Project Description

Our project was initially sponsored by Western Digital, but due to unforeseen circumstances, we lost their support. We are grateful to our former client, Rajpal Singh, for providing the original concept for this project.

Modern solid state drives suffer from "Silent Errors", essentially when a portion of a drive fails without warning, causing lost files, corrupted data, and dead drives. This is a big issue for companies like Amazon, running AWS services on tens of thousands of SSD's. Drive manufacturers are trying to figure out a way to detect silent errors, and prevent them from causing issues for industry customers in the future, however, their current approach is so inefficient, any progress is highly unlikely.

In order to make this process more efficient, we were tasked to develop an Observability, Analytics, and Insight platform for SSD manufacturers. Our platform probes the hard drive of the system running the program, collecting data, storing it, and sending it to a visualization dashboard for analysis. This allows clients to easily collect and analyze performance metrics that reveal silent errors.

When implemented, our platform collects kernel-level data easily, allowing for non-kernel experts to work on the issue. The project was structured as our former client envisioned, with both a back-end and a front-end team. The back-end team is responsible for collecting, analyzing, compiling, and delivering the data to the front end. The front-end team then unpacks, organizes, and distributes the data among the appropriate databases before sending it to the visualization dashboard.

This platform will make detecting silent errors feasible, improving SSD's and saving manufacturers time and money. Once the program is completed and refined, it can be marketed to companies to meet their specific needs and directions. The initial concept for this project was provided by our sponsor, in the form of a PDF: Capstone project proposal.

High-Level Requirements

Key Requirement Thresholds

Repeated Collection of Data from Data Centers
Pipeline between Data Center Collection to Cloud Databases
Analysis of Data in Cloud Databases
Display of Data from the Cloud Databases
Alert of Data of Interest at the Display level
Automation of Program

Functional Requirements

Automated Data Collection
Versatile SSD Probing
Flexible Data Collection
Automated Data Transmission
Cloud Storage Organization
Data Querying and Processing
Malleable Data Analytics
DAta Observability Dashboard
Automated Error Handling and Debugging

For more information about this, please visit the Documentation Tab and access the Requirements Document.

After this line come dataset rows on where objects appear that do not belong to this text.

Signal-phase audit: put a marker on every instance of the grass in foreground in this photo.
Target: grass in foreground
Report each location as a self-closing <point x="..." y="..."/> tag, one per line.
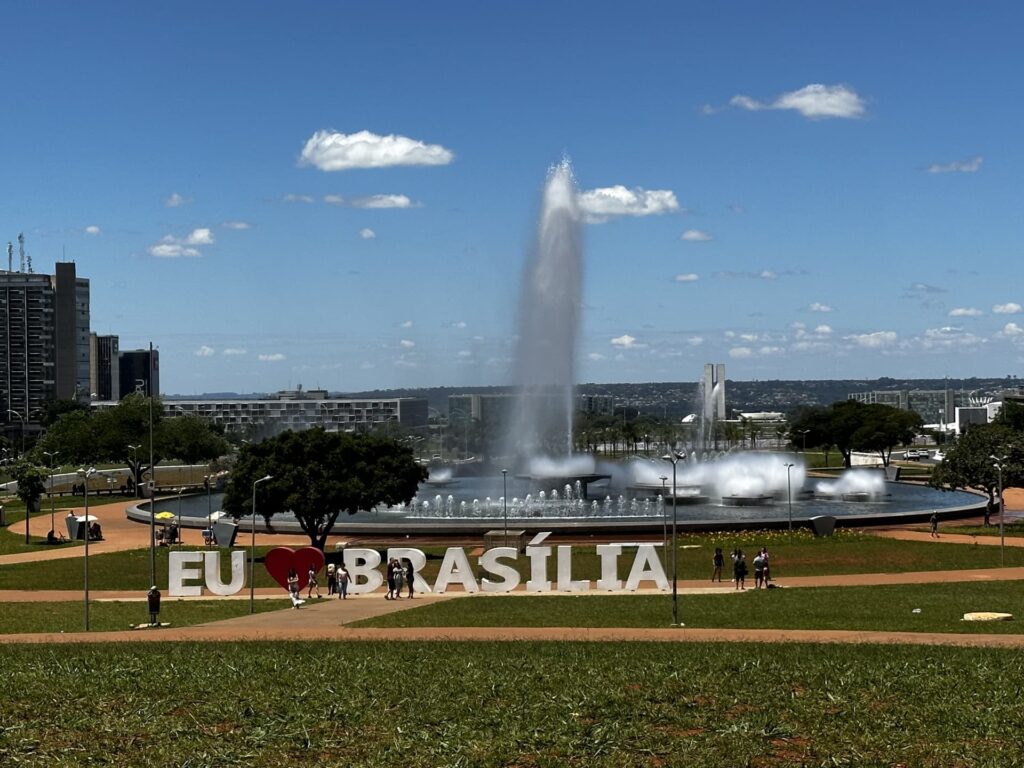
<point x="70" y="616"/>
<point x="793" y="554"/>
<point x="259" y="705"/>
<point x="866" y="608"/>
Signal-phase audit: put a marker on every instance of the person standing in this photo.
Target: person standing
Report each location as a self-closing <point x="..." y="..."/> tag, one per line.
<point x="311" y="584"/>
<point x="718" y="561"/>
<point x="293" y="588"/>
<point x="739" y="570"/>
<point x="410" y="577"/>
<point x="343" y="579"/>
<point x="399" y="579"/>
<point x="390" y="580"/>
<point x="332" y="580"/>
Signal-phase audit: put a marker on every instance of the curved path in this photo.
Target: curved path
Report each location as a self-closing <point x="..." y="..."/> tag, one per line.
<point x="328" y="619"/>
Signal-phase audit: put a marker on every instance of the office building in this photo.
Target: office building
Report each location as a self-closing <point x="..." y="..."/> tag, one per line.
<point x="104" y="368"/>
<point x="297" y="411"/>
<point x="44" y="342"/>
<point x="138" y="371"/>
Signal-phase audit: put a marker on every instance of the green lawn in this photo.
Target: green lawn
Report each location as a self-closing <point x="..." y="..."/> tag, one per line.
<point x="70" y="616"/>
<point x="886" y="608"/>
<point x="420" y="705"/>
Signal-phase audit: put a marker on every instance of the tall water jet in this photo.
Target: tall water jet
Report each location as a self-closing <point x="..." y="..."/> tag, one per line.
<point x="549" y="325"/>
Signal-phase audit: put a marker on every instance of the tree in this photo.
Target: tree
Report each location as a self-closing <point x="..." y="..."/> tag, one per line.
<point x="31" y="484"/>
<point x="969" y="462"/>
<point x="884" y="427"/>
<point x="316" y="475"/>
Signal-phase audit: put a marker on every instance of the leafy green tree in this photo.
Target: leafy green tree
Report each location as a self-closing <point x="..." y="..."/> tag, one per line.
<point x="316" y="475"/>
<point x="884" y="427"/>
<point x="31" y="484"/>
<point x="969" y="463"/>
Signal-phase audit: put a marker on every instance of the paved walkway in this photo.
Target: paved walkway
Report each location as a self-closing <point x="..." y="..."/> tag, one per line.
<point x="328" y="619"/>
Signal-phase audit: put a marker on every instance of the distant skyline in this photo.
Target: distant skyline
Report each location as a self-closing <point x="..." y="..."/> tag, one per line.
<point x="342" y="196"/>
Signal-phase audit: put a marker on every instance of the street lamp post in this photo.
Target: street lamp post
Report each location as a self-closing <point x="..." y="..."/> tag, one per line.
<point x="208" y="479"/>
<point x="999" y="463"/>
<point x="50" y="455"/>
<point x="22" y="419"/>
<point x="134" y="467"/>
<point x="505" y="503"/>
<point x="788" y="492"/>
<point x="665" y="518"/>
<point x="674" y="457"/>
<point x="252" y="550"/>
<point x="86" y="474"/>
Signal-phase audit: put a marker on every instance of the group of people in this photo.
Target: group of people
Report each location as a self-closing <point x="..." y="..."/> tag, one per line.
<point x="762" y="569"/>
<point x="398" y="576"/>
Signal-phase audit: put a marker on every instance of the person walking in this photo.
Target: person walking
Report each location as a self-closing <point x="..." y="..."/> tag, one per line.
<point x="343" y="579"/>
<point x="293" y="588"/>
<point x="739" y="570"/>
<point x="332" y="580"/>
<point x="311" y="584"/>
<point x="390" y="580"/>
<point x="759" y="570"/>
<point x="410" y="577"/>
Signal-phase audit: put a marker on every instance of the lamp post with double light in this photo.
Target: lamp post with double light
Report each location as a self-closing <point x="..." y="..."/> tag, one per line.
<point x="505" y="504"/>
<point x="50" y="456"/>
<point x="674" y="457"/>
<point x="252" y="550"/>
<point x="998" y="462"/>
<point x="788" y="492"/>
<point x="85" y="474"/>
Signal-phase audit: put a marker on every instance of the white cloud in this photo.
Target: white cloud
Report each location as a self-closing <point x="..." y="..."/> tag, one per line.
<point x="873" y="340"/>
<point x="172" y="251"/>
<point x="815" y="101"/>
<point x="176" y="201"/>
<point x="330" y="151"/>
<point x="604" y="203"/>
<point x="200" y="237"/>
<point x="374" y="201"/>
<point x="970" y="165"/>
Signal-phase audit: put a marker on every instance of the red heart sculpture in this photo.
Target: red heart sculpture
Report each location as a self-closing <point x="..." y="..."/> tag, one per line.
<point x="281" y="559"/>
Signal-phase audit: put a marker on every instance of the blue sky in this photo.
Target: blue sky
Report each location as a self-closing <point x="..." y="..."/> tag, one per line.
<point x="342" y="195"/>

Expected Milestone Progression

The Gantt chart above outlines the timeline for our project milestones. Initially, we focused on data collection to populate the rest of the program with dummy data. Next, we developed the sanitizer/formatter and database in tandem, using example outputs. Once these were complete, we built the visualization dashboard, which is fed data from the database. Throughout this process, we conducted ongoing testing to ensure that all functionalities were refined before integration into the main system. Completion of these milestones is crucial for achieving the Minimum Viable Product (MVP), and any stretch goals should be deferred until then.

Resources

eBPF Documentation: Official documentation providing an overview of eBPF and its capabilities.
eBPF Tracing Tools: A collection of eBPF tracing tools curated by Brendan Gregg.
BPF Performance Tools: Resources on performance tools using BPF, recommended by Brendan Gregg.
AWS Documentation: Official documentation for various AWS services, providing in-depth information on usage and configuration.

Solution

We developed a robust data collection and pipeline software for user-friendly display. The plan involves using eBPF, C++, and Python for data collection, with Python responsible for compiling and delivering data in JSON/CSV format. After delivery, a master MySQL database will be created, housing device information and additional tables derived from the eBPF collection. Once the data is stored, a Flask server will query the data and feed it directly into a Svelte app. This app will utilize D3 Designs to create relevant graphs for the client.

Technologies

eBPF (Required):

Data analysis software tools and packages used to extract data about the kernel. This is an important software as this would be collecting all data to be used for the client and give ranges of information about the kernel level depending on the object that is being analyzed. To learn more about eBPF, follow this link here. This is one of the main activities that the project is using. With the results given from the eBPF data mining, it will mine information ranging from the Bio latency, errors, NVME and such. All of this will be organized and displayed for the user to efficiently understand what is happening to the kernel, giving possible answers to improve their performance on their product.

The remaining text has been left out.